Kleist was aware that possession of north Uelzen would decide the battle. He ordered his last brigade to march behind the town and take it. Unfortunately the only available brigade was 8 Landwehr.
Because of the large gap between his cavalry and artillery, and the infantry, Reynier was unable to exercise command of both. He left the former and rode back to the infantry to take command of 13 infantry brigade, the only full strength one. He force marched them towards north Uelzen, and they reached it just as 8 Landwehr entered from the north.
South Uelzen was occupied by the Prussians, but they could not advance due to enemy artillery, Kleist ordered his guns to limber so that he could reposition them within range of the enemy cavalry. As soon as he did so the French cuirassiers charged them, and the gunners had to seek safety in the nearby infantry square. The Prussians were now without artillery or effective cavalry.
Although the French cavalry prevented the enemy gunners from manning their guns, they could not prevent the infantry square from pushing them away from the abandoned guns, and towards their own artillery. To avoid masking their own guns they eventually had to withdraw away from the square. This allowed the Prussian gunners to limber their guns and withdraw them.
The battle concentrated on north Uelzen. The elite French infantry pushed the landwehr out of the town, but Kleist has a second brigade ready to continue the skirmish. As night approached they were also evicted from the town.
The French held north Uelzen, the Prussians south Uelzen. With only one infantry brigade Reynier could not attempt to take the other half of the town. With two infantry brigades in rout Kleist could not continue the battle for north Uelzen.1600 27 July 1813
The Prussians had started the battle with light casualties spread through their infantry brigades. Although they outnumbered the French infantry, they were at a great disadvantage in a one to one skirmish fight. The French cavalry and artillery prevented Kleist bringing his greater number of infantry against north Uelzen.

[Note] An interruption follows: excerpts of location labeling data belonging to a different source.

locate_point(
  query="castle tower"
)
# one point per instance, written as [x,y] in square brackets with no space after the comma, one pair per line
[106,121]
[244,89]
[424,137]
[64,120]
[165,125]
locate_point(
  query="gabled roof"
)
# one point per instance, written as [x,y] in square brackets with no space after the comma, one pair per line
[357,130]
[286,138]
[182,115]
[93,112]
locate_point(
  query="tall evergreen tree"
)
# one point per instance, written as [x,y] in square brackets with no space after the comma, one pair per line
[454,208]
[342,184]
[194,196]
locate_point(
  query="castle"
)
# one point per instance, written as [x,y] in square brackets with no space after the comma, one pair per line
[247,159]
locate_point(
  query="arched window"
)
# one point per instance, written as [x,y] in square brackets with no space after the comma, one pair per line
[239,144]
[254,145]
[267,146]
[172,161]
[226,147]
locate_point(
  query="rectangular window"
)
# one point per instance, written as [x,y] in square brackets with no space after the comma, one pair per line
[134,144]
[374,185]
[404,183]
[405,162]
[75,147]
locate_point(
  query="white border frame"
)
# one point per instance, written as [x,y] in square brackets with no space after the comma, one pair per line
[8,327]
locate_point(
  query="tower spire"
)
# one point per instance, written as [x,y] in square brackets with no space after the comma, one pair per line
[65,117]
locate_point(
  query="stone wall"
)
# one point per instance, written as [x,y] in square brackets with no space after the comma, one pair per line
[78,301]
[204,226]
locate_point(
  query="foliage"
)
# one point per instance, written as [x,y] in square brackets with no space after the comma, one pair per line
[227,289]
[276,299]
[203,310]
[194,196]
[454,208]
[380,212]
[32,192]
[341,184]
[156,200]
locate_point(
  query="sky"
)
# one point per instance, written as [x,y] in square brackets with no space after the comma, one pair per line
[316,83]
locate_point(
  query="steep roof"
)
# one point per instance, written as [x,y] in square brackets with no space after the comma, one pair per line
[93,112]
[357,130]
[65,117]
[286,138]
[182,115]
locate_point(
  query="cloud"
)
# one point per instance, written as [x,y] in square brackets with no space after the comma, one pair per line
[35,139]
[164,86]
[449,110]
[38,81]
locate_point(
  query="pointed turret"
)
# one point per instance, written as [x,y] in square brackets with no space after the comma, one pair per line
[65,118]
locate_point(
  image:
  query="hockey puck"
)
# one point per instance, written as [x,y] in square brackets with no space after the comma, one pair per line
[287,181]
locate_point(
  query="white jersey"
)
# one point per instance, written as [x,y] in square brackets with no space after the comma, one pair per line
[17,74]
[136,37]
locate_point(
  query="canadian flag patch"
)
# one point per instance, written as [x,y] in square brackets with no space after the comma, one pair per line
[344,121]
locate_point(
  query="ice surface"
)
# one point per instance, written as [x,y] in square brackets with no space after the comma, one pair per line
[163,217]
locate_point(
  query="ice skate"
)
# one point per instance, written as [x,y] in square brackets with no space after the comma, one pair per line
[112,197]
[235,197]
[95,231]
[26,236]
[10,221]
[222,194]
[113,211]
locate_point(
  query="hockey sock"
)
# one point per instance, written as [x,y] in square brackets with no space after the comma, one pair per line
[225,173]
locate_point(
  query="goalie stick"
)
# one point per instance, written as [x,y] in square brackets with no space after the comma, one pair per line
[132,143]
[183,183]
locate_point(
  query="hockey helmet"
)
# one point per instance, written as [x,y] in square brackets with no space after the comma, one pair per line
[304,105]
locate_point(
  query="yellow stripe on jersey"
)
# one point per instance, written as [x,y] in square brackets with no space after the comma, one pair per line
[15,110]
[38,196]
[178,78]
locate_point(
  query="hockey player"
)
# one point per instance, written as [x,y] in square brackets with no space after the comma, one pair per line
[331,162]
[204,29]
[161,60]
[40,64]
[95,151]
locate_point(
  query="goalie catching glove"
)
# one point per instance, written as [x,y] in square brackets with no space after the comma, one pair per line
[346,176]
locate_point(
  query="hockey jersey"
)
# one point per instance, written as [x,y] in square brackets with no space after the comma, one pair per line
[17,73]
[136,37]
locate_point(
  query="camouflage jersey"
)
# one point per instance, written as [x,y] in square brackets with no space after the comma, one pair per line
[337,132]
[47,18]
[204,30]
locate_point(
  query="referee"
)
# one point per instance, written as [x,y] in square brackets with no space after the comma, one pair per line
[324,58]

So one by one the Prussian infantry were defeated, and routed. 13 French brigade only suffered light casualties, and were capable of holding the north Uelzen as night fell.
Despite their lack of effective cavalry, the Prussians were able to retire during the night behind a strong infantry rear guard. They had suffered heavy infantry casualties, to add to those obtained in the earlier battle. The French had only suffered light casualties to 13 infantry brigade.
This was a decisive French victory. 2nd Prussian corps would take a long time to recover from their casualties and the Prussian north flank was now open. IV French corps also had considerable casualties, but they would recover sufficiently during the night to be capable of limited operations the following day.